As soon as he was gone, Angela ran over and peered into the corridor, then hurried toward the exit. She came out at one end of the lobby. At the far end, big photographs hung on the curved wall, and windows gave a view of the plaza. There were two figures in silhouette, Bobby in his sweat pants and baggy T-shirt, Gail Connor in pumps and a suit.
One of the doors at the main entrance opened, and Angela saw Diane Cresswell come in. They said hello to each other, then Diane looked around to see what had held Angela's attention.
"Who's that with Bobby? His lawyer? What's going on?"

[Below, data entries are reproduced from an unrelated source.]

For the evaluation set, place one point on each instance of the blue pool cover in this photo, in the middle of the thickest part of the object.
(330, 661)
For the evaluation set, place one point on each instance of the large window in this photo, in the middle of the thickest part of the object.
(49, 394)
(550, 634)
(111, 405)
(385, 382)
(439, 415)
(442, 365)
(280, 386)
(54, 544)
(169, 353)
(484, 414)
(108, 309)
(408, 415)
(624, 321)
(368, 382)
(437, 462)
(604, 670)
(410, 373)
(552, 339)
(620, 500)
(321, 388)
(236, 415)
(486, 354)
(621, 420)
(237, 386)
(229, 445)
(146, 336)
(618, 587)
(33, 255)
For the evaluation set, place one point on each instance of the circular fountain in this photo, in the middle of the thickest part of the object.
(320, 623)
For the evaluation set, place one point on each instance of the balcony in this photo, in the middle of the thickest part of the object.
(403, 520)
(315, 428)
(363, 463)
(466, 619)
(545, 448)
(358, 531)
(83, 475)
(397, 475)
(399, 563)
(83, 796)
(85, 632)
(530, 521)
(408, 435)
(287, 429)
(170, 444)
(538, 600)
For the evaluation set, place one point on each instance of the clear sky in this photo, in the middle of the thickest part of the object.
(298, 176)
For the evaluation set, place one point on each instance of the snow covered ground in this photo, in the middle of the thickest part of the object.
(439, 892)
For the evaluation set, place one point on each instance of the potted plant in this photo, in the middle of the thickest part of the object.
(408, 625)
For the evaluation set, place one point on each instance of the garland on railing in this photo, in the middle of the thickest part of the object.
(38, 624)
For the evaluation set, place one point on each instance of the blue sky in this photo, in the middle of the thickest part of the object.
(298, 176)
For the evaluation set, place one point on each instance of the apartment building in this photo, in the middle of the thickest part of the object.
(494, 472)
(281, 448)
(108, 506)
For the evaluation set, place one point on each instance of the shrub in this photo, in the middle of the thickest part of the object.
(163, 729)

"I don't know. She just showed up."
Diane knew about Bobby. He had told her everything. They had gone out a couple of years ago— which Angela didn't like to think about—and they were still friends. Diane was beautiful, with her milky-white skin and silvery blond hair. And a beautiful dancer, strong and quick. She'd never had to audition. Edward Villella had seen her in New York and had invited her to join the company.
Bobby was staring at the carpet, then up at the skylight as if Gail were lecturing him about something. Their voices were muffled. Diane said, "Do you think she'd talk to me for free, like she did for Bobby?"
"Do you need a lawyer?"
"I might."
"Gail would probably help you. What's it about?" Angela waited, but Diane said nothing more. Diane was watching Bobby and Gail come across the lobby toward the glass doors at the entrance. Gail continued outside, vanishing past the corner of the ticket window.
Bobby turned and saw the girls, and Angela could tell by the stiff way he moved that something was wrong. "Hi, Diane."
"Hi." Still looking toward the street, she said, "See you guys later, okay?" She went out the same way Gail Connor had gone, leaving them alone in the lobby.